The Bridgwater Canalside Centre was renamed 'The Canalside' in February 2008 and is a facility located near to the village of Huntworth on the outskirts of Bridgwater in Somerset, England.

The site was formerly known as the Hinkley Point Sports and Social Club and was owned by British Energy until it was bought by a charity called Brunstad Christian Church - Huntworth. It is currently operated by Somerset Solutions Ltd. The property is less than a mile from Junction 24 of the M5 motorway. It is situated alongside the Bridgwater and Taunton Canal and adjacent to large areas of farmland.

The entire site is approximately 8 acre and comprises 7000 sqft building complex containing, large conference hall, function rooms, commercial kitchen and ancillary rooms.

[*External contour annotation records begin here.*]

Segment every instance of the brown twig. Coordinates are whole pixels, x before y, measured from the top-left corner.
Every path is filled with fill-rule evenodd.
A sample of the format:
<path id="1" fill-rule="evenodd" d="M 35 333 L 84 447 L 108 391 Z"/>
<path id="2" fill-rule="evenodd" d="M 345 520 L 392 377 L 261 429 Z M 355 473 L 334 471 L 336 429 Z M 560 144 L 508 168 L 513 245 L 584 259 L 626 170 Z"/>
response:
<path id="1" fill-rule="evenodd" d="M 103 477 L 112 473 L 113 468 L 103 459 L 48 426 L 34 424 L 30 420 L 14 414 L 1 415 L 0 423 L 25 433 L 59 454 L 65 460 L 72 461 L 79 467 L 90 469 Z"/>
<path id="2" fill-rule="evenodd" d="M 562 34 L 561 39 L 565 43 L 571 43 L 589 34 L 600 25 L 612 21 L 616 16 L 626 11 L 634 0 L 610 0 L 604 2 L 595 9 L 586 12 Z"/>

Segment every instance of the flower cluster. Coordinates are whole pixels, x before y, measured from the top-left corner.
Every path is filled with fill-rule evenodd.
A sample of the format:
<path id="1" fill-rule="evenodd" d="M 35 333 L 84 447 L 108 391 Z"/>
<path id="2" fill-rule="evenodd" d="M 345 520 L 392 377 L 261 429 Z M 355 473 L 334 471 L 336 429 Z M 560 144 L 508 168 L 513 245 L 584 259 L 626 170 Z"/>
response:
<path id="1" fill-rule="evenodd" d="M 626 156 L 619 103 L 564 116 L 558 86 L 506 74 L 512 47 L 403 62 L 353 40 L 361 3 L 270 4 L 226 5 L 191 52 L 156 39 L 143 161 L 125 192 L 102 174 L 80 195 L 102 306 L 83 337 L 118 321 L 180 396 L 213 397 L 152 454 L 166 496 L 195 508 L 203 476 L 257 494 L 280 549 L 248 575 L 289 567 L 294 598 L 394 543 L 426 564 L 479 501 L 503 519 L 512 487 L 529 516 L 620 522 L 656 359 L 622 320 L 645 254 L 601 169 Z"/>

Outside there are 2 full-sized football pitches, flood-lit tennis courts, children's play areas and parking for around 100 cars.

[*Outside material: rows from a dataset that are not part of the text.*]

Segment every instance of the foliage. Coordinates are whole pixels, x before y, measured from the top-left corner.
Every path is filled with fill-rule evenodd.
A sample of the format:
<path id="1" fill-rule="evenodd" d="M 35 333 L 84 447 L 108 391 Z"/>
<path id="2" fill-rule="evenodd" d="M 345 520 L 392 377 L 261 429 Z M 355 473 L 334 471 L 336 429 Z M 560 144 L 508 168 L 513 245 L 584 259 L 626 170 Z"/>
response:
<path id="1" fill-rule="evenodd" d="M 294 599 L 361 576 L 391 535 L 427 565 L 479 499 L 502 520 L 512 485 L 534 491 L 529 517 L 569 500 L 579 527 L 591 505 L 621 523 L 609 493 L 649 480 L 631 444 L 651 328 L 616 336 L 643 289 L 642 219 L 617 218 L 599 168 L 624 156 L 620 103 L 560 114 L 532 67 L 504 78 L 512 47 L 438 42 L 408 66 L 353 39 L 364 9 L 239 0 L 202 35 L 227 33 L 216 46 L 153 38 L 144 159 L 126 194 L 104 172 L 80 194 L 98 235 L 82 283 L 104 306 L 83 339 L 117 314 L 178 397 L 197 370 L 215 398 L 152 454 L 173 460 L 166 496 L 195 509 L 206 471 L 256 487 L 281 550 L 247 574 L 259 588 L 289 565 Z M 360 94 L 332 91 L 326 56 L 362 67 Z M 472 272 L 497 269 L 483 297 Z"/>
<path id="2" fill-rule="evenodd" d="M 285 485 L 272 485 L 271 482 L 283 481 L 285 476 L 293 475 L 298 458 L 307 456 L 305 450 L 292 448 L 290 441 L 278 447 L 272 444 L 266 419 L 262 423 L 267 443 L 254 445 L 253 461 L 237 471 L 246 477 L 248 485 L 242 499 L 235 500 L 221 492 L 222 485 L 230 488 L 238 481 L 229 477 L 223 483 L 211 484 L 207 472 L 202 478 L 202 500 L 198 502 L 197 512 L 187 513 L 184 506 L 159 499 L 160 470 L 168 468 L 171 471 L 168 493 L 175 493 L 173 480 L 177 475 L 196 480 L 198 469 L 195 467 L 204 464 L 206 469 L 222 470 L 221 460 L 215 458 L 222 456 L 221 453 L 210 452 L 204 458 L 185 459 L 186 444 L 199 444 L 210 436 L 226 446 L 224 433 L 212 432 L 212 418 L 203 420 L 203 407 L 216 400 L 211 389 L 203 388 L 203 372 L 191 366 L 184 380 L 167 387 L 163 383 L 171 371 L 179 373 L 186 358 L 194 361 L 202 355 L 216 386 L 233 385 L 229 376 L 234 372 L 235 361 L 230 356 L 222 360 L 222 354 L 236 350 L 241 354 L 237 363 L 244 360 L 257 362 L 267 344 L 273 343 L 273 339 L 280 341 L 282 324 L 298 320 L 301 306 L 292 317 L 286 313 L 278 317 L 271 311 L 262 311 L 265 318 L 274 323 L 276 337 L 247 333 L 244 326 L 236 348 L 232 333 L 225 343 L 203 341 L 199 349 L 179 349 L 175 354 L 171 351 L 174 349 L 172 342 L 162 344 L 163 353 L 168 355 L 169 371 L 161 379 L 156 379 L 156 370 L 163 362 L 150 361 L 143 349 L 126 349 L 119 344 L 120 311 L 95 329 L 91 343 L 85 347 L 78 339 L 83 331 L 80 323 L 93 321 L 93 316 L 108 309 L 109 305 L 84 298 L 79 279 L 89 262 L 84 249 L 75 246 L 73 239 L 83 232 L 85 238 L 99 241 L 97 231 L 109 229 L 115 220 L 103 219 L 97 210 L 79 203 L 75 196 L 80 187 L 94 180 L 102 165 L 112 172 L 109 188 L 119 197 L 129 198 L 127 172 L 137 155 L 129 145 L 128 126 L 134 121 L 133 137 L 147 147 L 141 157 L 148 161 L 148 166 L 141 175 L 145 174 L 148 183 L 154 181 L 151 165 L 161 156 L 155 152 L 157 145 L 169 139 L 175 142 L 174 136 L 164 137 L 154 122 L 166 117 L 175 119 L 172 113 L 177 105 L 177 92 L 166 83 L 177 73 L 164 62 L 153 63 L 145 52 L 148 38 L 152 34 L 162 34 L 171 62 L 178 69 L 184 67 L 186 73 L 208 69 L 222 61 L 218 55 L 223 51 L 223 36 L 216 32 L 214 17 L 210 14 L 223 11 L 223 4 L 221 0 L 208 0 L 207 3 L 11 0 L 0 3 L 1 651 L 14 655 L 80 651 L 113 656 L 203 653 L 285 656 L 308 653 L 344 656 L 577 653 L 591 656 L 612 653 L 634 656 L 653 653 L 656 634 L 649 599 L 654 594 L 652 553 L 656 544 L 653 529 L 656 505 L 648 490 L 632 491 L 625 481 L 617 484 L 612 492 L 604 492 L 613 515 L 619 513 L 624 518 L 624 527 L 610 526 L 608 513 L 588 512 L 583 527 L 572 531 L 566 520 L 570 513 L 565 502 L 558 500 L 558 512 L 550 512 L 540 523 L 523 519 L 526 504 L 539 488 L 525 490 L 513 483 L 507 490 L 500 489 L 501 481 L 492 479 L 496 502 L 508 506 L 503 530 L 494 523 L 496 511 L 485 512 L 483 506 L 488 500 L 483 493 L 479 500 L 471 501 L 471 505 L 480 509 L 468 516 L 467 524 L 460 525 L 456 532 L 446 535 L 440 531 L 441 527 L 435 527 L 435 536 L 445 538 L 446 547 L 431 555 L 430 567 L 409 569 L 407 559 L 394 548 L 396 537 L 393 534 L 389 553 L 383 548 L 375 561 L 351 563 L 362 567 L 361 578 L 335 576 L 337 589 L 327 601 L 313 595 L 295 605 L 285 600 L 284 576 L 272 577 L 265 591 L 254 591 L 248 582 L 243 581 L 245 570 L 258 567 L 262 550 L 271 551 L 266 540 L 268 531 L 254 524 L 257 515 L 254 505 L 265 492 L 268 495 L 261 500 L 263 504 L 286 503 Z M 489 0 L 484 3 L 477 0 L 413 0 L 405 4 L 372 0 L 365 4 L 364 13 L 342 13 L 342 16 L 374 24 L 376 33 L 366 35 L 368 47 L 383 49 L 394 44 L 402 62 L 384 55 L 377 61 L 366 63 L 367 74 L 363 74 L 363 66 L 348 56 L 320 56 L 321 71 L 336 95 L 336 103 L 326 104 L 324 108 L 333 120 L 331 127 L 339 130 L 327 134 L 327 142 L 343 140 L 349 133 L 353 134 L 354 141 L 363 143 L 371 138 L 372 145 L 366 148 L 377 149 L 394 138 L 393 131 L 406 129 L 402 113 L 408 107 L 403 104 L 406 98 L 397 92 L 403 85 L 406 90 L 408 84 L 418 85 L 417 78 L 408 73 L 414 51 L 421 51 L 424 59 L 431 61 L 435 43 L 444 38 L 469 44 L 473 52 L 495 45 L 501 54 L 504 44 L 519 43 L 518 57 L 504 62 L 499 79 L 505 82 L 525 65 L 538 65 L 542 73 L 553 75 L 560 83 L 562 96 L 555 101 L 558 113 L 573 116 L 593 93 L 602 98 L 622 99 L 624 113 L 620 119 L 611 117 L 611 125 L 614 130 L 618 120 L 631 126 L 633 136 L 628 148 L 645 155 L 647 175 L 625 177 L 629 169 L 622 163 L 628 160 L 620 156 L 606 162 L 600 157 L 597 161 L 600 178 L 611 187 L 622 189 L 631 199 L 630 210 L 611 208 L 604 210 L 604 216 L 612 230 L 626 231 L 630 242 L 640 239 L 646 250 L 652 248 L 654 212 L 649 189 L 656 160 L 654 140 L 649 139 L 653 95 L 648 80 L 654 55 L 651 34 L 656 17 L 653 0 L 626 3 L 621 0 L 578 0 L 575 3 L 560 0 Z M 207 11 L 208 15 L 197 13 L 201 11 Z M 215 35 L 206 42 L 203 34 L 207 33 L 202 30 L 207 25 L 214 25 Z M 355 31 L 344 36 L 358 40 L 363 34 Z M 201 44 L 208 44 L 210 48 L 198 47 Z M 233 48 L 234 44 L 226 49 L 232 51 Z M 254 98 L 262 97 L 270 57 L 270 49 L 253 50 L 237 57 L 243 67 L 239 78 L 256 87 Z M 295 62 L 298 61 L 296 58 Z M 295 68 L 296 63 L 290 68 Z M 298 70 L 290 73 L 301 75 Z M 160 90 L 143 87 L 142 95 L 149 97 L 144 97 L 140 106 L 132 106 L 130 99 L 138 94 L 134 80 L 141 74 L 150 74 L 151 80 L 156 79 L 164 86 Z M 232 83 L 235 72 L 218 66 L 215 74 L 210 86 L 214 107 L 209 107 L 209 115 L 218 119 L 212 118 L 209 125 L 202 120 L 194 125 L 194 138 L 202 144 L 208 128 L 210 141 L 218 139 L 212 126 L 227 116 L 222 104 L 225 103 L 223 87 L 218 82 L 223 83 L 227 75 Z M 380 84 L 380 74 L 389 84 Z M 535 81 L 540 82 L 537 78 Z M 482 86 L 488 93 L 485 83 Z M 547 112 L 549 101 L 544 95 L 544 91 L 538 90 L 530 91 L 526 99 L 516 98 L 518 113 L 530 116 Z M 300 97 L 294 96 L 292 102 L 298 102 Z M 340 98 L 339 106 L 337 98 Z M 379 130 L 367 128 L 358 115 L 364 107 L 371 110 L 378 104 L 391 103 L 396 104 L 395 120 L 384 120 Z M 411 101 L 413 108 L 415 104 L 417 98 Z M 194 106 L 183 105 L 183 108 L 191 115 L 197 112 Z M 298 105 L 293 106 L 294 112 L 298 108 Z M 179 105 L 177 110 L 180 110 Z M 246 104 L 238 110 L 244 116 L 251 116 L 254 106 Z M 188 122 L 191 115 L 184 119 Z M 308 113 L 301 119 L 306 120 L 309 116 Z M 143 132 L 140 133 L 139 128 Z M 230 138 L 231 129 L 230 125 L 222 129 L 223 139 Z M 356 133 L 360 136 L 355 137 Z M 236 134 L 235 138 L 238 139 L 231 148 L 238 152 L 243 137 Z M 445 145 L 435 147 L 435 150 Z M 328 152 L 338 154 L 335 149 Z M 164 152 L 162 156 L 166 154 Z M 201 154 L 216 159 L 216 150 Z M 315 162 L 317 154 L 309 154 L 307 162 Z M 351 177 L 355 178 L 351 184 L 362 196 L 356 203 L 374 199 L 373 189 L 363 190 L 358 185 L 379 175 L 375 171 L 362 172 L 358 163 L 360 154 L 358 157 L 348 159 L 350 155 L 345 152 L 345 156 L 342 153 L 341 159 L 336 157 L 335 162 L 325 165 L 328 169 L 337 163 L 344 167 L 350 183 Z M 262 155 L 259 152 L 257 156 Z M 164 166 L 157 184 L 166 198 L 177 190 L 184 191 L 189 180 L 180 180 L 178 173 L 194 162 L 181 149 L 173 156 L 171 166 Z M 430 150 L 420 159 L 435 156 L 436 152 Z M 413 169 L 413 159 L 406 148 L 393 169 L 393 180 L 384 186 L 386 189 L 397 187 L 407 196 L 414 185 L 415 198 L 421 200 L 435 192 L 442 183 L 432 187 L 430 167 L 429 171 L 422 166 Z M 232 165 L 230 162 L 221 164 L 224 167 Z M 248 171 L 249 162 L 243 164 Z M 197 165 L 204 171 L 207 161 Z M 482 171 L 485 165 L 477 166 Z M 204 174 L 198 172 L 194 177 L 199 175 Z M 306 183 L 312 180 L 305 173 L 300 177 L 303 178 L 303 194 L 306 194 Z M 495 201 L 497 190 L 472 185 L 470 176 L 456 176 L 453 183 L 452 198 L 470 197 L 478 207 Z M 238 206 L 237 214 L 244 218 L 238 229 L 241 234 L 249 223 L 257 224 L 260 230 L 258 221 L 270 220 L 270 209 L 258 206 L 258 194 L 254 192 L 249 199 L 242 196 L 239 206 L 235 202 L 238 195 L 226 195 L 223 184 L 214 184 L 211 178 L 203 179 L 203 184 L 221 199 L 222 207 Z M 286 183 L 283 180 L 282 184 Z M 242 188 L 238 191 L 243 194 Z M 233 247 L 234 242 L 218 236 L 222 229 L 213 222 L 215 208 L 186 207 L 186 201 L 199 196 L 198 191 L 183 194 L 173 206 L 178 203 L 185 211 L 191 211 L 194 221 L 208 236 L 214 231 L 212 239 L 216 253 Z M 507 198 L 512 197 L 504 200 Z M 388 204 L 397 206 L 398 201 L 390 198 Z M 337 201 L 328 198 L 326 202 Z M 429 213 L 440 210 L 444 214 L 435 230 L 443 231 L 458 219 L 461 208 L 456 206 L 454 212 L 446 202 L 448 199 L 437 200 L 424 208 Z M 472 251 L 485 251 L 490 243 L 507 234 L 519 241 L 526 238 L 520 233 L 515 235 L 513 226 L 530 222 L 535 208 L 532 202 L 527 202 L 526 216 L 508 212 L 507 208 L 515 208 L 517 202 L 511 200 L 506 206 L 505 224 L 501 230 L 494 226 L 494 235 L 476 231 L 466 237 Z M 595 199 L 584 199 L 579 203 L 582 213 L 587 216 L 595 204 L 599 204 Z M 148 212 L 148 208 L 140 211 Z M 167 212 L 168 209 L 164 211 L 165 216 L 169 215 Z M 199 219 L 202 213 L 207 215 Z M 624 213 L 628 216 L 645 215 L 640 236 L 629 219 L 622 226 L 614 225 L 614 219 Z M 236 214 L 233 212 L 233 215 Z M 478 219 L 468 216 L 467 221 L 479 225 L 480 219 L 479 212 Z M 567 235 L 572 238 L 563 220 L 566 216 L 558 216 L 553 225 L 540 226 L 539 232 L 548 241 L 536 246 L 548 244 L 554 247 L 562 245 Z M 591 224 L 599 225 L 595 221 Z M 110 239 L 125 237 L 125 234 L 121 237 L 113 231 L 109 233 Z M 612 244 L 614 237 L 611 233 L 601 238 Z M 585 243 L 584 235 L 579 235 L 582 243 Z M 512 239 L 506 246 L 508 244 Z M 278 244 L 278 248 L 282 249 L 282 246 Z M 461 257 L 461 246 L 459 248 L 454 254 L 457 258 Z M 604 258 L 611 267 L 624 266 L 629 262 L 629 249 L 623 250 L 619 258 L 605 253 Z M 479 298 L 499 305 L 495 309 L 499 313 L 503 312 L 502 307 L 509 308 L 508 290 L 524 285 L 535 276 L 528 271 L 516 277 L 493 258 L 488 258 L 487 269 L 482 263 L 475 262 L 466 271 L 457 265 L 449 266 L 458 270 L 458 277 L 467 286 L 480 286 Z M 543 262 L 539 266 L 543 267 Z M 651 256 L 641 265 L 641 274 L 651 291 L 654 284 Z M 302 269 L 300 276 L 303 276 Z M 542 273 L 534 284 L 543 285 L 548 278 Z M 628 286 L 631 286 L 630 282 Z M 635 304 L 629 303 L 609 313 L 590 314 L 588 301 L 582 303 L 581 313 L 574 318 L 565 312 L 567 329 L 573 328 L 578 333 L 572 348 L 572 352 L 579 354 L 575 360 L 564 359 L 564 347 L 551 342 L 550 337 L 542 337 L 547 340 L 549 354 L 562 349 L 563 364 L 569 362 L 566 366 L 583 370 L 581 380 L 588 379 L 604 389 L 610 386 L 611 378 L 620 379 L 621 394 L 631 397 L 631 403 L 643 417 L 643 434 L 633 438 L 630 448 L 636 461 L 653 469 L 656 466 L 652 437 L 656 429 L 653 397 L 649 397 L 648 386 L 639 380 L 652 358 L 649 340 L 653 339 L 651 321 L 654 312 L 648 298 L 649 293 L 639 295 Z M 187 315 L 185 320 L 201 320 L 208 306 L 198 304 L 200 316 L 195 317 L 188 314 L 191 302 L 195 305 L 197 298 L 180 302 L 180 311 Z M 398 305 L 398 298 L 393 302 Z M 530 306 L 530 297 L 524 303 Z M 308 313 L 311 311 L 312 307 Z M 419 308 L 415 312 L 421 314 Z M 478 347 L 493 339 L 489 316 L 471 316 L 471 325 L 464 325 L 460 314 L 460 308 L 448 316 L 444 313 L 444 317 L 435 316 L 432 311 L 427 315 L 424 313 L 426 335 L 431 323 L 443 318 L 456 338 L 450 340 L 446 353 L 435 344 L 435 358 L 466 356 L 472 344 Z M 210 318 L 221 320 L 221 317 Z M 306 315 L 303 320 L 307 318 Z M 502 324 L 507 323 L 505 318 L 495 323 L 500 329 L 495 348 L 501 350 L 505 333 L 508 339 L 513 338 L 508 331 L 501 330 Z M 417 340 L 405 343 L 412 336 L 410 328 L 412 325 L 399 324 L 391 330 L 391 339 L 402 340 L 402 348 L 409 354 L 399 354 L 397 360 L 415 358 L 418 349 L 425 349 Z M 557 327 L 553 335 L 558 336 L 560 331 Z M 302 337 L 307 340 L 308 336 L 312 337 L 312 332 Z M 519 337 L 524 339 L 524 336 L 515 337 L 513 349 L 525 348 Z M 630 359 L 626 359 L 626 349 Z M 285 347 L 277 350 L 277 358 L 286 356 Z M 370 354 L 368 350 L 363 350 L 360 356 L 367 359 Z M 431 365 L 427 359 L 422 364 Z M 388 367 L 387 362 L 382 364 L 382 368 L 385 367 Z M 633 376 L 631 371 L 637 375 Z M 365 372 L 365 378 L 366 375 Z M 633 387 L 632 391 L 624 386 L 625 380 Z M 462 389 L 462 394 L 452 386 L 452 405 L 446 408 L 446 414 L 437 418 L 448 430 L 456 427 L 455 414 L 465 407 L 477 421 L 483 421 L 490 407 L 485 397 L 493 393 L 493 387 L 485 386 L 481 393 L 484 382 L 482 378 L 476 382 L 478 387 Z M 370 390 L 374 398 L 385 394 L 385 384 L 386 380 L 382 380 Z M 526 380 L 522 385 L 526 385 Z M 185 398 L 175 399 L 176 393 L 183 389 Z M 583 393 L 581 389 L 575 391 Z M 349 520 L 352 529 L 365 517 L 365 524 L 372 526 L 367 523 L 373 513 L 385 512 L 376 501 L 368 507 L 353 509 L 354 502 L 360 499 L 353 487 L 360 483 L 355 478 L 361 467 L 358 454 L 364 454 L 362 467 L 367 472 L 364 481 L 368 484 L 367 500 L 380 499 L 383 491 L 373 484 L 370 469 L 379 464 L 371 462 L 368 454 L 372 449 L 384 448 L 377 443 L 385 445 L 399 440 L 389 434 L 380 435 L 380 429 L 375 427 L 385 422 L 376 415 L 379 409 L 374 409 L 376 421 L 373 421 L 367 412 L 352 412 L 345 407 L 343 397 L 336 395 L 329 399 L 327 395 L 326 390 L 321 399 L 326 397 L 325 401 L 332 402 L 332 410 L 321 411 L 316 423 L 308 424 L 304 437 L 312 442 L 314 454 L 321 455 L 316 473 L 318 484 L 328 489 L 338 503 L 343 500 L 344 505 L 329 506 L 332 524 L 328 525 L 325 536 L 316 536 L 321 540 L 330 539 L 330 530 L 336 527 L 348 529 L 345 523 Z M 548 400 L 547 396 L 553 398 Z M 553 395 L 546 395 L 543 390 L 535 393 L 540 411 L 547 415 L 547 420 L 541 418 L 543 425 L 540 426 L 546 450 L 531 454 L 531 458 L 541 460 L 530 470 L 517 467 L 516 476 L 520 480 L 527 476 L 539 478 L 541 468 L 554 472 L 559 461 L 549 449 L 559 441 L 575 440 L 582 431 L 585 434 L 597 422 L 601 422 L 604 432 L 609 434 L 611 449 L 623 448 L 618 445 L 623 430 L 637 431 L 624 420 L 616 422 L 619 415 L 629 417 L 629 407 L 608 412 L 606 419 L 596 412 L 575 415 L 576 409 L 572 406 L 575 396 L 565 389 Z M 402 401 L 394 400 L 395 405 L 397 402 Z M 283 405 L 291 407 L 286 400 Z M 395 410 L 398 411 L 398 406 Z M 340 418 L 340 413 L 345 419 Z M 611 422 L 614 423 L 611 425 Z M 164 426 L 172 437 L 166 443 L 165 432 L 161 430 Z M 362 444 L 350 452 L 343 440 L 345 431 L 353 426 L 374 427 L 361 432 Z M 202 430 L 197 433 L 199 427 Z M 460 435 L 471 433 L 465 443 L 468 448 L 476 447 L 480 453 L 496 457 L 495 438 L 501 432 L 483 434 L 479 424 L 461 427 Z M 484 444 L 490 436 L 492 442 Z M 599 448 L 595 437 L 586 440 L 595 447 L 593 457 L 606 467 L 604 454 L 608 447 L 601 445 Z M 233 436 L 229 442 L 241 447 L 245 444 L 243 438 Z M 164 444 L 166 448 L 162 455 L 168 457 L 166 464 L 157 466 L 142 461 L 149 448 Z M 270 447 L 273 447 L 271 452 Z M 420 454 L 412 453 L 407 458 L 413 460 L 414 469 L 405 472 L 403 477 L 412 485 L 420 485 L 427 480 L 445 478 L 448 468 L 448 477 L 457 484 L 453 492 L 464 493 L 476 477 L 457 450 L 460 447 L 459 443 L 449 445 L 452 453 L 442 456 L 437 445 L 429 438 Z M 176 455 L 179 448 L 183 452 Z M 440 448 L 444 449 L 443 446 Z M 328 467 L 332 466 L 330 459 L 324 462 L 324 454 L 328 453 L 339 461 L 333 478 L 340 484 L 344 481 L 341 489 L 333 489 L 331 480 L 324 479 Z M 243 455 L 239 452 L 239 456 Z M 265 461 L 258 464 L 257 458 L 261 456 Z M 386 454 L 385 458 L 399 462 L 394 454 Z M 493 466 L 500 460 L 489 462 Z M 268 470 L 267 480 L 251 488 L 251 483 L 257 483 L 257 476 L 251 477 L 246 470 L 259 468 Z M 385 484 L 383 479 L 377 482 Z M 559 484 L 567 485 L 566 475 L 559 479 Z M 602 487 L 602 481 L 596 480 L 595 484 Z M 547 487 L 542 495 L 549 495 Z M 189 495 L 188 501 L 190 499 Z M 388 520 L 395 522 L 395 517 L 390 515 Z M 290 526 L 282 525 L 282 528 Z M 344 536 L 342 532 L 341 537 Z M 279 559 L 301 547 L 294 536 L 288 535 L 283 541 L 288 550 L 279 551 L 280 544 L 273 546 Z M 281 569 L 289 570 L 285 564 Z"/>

It was launched in 2006 as a venue for conferences and training, functions, entertainment as well as a range of sport and community activities.

The property is used by the Somerset and Sedgemoor District Councils as well as the National Health Service. It has also been the venue of match between the world darts champions in June 2007 and a Paul Stockman event in October 2007. The Bridgwater Canalside Centre is also used as a parking site for the annual Bridgwater carnival, the profits of which are donated to charity.

In 2008, the venue was host to Our NHS Our Future — led by top surgeon Lord Ara Darzi from the Ministry of Health and the NHS Review, a week later.